We conducted a randomised double blind clinical trial comparing trastuzumab and chemotherapy, the original trastuzumab versus a biosimilar called CTP6 plus chemotherapy in patients with early stage breast cancer, stage 1, 2, 3 breast cancer. We found that both the safety and the efficacy were basically not exactly the same but very similar within the boundaries, pre-specified boundaries, in terms of pathologic complete response. The primary endpoint of the trial was pathologic complete response meaning eradication of breast cancer in the breast and the axilla, the axillary lymph nodes, and again the PCR rates were very similar. In terms of safety also we had done previously a pharmacokinetic study showing that the levels of trastuzumab were very similar between the two drugs and in this large randomised trial with more than 500 patients also we showed both the PK safety and efficacy are very similar.
I suppose the question is who should be using biosimilars and if not everyone why not?
Biosimilars are not approved by the FDA yet, therapeutic biosimilars. Therapeutic monoclonal antibodies are not approved by the FDA, only GCSF which is a supportive care biosimilar is approved. So as soon as any of these biosimilars meet all the regulatory requirements to be approved by the FDA or the EMA and other regulatory agencies they will be used instead of the original trastuzumab. There are differences in terms of regulatory pathways so to get an original monoclonal antibody approved of course the sponsor has to do many clinical trials; for biosimilars it isn’t clear because none of them are approved. But there is likely to be extrapolation from a clinical trial showing similar safety and efficacy to other types of indications or situations so there will not be a trial for each of those indications. At the same time the penetrance or the use of these biosimilars once they are approved is yet to be seen. The main advantage, of course, is that it will reduce the cost of the original monoclonal antibodies which hopefully will play a big impact, not only in the US but globally, where some patients may not have access to these types of drugs. This way hopefully when we have more than one biosimilar and there is really competition the cost will go down.

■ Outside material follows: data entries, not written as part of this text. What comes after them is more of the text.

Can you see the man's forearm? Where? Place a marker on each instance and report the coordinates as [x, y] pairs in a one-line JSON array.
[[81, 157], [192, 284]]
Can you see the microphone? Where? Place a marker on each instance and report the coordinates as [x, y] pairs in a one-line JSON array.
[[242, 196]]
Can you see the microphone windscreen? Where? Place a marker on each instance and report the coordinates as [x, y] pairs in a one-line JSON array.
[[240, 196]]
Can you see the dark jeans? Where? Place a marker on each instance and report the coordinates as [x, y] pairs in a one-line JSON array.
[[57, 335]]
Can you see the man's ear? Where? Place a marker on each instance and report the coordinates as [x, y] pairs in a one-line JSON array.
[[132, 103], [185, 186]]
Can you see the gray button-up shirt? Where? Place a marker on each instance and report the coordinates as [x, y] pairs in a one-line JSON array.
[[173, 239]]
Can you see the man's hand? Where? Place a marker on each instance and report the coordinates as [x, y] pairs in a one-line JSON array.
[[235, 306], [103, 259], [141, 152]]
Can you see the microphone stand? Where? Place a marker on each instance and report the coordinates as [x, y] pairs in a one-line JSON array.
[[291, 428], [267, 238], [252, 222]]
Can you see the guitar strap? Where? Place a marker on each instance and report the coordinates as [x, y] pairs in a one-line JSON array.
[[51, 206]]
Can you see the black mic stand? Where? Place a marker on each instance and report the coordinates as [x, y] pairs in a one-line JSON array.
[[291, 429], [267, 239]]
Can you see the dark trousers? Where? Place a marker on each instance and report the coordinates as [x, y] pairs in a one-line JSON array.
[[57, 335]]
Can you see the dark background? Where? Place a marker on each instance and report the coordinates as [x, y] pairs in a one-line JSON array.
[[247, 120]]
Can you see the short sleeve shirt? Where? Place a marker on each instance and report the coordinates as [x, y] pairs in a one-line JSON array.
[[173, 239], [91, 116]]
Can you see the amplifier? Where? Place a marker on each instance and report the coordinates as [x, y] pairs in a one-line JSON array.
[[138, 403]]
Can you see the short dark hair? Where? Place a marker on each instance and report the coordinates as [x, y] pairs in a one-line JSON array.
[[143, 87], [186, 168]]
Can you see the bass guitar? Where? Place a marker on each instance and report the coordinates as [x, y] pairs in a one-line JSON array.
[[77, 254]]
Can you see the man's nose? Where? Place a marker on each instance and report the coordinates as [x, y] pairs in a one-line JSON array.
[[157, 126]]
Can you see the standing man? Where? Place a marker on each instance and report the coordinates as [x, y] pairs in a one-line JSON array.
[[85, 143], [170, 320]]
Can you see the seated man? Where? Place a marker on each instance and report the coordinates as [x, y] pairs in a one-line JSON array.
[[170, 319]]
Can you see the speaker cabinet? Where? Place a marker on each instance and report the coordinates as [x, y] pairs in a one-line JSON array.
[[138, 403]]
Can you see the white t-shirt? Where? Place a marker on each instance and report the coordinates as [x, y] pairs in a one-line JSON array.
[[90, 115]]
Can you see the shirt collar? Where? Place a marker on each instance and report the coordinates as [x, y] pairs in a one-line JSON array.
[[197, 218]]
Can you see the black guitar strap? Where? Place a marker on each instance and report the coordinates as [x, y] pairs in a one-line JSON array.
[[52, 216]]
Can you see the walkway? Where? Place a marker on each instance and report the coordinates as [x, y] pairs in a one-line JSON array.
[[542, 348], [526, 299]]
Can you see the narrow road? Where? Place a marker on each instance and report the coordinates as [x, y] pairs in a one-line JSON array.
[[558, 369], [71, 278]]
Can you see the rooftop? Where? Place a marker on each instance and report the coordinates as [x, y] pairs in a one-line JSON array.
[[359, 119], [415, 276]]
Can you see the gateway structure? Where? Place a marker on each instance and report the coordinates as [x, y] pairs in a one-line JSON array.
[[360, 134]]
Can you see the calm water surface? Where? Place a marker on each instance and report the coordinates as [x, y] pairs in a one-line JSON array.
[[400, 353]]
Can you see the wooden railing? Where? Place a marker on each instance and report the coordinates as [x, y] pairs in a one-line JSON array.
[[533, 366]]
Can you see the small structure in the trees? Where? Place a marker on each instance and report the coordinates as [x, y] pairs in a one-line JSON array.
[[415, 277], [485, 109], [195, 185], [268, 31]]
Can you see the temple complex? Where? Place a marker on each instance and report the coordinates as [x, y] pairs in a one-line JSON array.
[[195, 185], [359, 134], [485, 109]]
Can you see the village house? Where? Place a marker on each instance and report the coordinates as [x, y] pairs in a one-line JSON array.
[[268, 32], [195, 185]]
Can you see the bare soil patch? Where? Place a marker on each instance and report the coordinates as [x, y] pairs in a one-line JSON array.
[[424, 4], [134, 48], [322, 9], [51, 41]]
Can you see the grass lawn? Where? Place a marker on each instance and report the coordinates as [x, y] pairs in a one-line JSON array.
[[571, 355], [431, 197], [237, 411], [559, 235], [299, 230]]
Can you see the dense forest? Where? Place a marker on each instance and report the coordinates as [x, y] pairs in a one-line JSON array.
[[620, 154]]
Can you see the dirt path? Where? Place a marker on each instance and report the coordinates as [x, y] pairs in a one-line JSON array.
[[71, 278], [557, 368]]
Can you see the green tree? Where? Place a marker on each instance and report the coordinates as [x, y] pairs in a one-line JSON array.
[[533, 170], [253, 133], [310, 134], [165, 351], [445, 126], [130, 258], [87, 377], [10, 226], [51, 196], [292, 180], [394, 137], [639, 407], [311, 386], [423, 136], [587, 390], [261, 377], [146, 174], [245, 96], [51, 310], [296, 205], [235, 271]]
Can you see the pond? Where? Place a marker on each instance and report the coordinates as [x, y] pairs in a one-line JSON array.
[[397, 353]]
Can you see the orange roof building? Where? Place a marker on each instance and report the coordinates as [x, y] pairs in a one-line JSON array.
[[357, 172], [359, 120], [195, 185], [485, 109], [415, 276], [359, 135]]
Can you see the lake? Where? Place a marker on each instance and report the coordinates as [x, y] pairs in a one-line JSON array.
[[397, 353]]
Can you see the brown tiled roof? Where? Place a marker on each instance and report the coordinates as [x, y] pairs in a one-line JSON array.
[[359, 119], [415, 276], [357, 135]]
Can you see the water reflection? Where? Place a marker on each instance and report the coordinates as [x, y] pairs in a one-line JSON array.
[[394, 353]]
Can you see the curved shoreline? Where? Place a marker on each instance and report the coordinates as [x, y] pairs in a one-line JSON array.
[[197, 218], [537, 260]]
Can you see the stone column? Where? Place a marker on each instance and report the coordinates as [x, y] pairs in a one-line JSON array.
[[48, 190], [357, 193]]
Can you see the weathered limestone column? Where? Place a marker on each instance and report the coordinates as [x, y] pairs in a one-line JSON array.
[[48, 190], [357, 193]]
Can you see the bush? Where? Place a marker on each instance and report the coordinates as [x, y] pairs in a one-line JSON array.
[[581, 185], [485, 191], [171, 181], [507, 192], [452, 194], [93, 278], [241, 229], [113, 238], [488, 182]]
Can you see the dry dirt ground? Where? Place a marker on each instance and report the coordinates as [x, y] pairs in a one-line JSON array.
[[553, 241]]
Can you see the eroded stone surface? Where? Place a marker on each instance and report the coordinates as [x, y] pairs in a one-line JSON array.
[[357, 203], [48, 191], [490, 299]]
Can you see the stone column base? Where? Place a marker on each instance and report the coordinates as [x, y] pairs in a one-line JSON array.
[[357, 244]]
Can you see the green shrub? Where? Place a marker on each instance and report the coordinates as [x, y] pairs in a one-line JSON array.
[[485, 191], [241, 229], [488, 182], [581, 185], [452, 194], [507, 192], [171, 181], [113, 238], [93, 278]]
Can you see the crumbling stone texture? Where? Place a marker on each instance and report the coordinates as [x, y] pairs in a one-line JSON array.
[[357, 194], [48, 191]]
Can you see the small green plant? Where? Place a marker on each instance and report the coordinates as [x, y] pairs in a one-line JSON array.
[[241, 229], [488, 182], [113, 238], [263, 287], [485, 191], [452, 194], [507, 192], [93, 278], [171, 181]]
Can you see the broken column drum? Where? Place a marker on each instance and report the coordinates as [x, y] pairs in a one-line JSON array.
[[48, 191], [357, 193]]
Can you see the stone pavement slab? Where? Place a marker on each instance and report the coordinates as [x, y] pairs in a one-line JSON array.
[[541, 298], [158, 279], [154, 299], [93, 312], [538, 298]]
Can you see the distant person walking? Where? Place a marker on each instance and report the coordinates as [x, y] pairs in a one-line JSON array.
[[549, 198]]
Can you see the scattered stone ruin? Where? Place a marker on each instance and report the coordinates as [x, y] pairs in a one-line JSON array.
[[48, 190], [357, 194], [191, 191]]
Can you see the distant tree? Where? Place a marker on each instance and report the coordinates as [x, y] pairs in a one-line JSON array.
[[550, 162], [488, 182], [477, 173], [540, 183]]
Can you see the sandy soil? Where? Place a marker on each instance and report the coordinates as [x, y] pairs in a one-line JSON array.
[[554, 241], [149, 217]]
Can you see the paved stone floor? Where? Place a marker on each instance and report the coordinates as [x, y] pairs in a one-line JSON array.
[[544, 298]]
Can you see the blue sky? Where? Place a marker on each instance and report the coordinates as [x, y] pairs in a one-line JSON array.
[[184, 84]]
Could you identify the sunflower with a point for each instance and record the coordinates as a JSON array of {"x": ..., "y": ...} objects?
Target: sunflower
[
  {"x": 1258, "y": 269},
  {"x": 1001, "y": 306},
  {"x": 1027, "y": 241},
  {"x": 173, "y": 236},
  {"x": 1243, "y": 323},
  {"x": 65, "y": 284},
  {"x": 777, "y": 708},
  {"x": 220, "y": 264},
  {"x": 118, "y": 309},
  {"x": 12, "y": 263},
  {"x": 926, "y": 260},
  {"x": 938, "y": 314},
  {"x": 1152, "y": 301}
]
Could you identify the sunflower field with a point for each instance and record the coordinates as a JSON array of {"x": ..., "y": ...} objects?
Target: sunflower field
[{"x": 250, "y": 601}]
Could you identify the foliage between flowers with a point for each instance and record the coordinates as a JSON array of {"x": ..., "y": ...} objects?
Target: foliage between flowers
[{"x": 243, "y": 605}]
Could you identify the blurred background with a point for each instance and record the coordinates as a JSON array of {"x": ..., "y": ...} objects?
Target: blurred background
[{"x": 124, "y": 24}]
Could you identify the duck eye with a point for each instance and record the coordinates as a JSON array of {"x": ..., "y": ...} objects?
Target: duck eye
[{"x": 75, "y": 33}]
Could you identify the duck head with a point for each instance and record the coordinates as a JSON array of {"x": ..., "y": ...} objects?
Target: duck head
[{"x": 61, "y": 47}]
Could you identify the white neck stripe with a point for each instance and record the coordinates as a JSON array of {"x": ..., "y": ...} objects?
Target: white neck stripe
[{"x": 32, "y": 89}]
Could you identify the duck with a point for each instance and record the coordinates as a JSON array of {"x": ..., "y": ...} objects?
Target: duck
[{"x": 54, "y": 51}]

In terms of trastuzumab monoclonal antibody therapy the main issue is in what setting should these biosimilars be studied, whether it’s in early stage breast cancer or metastatic breast cancer. We chose to do a randomised trial in the neoadjuvant setting in patients with early stage breast cancer; other biosimilars are being studied in patients with more advanced metastatic breast cancer. In my opinion the neoadjuvant setting is a better system or model to study these types of therapies because the population is more homogeneous, they have not been exposed to other therapies in the past, they are not extensive disease with all the symptoms and so on. So in my opinion doing the studies in early stage breast cancer is more reassuring that these therapies will work and then it’s easier to extrapolate to patients with metastases as opposed to having studies in metastatic disease and then are we going to extrapolate to early stage breast cancer? Of course if you have both it’s ideal but this is one of the decisions we made with this particular company using the CTP6 antibody to study in the neoadjuvant setting.
At ASCO at the same session there was another antibody, another biosimilar, called SB3 from another company. They were both discussed at the poster discussion session. The other one also, SB3, showed similar pathologic complete responses compared to the original trastuzumab so there seems to be a movement towards this type of testing in more early stage, HER2 positive breast cancer.